Regarding claims 1 and 9, Meyerzon discloses a method for retrieving 
information using a search engine comprising the steps of: 

(a) retrieving a document to be indexed (see col. 4, lines 43-54, 
Meyerzon); 

(b) generating a document extract corresponding to the document (see 
col. 4, lines 53-67); and 

(d) storing the plurality of tokens in a search index, wherein the search 
engine accesses the search index to retrieve information in one or more document 
extracts satisfying a search query (see col. 7, lines 44-65 and col. 8, lines 1-10, 
Meyerzon. The data type of information corresponding to the "token"). 

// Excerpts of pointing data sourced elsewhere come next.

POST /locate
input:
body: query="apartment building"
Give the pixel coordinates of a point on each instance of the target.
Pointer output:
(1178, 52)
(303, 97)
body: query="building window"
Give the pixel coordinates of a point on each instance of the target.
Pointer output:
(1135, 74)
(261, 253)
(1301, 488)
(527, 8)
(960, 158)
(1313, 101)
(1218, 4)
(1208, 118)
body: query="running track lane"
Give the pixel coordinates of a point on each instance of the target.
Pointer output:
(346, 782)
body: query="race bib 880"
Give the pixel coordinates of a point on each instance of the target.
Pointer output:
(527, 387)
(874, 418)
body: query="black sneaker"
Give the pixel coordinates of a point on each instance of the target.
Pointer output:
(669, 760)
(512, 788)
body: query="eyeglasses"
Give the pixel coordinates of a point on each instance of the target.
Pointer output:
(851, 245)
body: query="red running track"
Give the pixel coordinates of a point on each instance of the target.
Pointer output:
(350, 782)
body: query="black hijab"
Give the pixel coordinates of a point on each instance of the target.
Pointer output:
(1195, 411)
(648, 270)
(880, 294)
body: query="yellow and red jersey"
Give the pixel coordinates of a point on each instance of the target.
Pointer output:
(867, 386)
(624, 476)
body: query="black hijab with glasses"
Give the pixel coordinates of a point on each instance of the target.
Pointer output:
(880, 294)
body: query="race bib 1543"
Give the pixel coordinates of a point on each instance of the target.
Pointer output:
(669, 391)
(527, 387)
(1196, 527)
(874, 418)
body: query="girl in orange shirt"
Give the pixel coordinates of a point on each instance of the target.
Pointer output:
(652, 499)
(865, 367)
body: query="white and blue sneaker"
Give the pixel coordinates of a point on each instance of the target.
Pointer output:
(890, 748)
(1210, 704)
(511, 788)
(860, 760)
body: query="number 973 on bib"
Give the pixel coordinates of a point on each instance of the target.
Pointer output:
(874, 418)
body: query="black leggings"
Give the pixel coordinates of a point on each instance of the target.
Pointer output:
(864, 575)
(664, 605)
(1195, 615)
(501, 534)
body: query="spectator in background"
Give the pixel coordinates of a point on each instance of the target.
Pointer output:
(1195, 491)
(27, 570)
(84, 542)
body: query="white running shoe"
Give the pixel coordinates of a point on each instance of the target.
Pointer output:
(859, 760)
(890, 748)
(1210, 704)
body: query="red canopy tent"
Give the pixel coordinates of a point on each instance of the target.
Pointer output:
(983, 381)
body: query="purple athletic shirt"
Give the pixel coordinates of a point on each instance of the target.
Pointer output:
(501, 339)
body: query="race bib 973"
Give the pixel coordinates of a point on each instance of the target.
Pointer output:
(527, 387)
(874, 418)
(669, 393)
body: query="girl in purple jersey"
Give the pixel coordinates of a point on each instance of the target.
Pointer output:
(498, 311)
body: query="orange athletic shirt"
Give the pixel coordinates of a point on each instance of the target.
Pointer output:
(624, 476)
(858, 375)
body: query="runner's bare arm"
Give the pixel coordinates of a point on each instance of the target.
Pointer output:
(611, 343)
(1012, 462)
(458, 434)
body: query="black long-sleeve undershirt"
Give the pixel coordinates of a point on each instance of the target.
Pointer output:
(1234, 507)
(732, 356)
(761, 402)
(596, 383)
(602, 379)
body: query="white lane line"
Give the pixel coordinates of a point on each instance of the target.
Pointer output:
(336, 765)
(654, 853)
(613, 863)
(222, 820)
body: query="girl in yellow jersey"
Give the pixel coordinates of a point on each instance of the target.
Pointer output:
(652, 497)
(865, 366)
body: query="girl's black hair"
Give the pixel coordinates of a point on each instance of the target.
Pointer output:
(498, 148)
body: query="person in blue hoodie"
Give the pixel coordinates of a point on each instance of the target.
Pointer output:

Meyerzon, however, does not explicitly disclose extracting a portion of the 
document that characterizes the document's subject content to form the document 
extract and decomposing the document extract into a plurality of tokens. Nelson, 
on the other hand, discloses the retrieval system for retrieval of multimedia 
information including the extracting a portion of the document and decomposing 
the document into a plurality of tokens (see abstract of Nelson; col. 5, line 52-col. 
6, line 65, col. 7, lines 46-67 and col. 9, lines 60-65). It would have been obvious 
to one of ordinary skill in the art at the time of the invention to modify Meyerzon 
to include the claimed feature as taught by Nelson .... 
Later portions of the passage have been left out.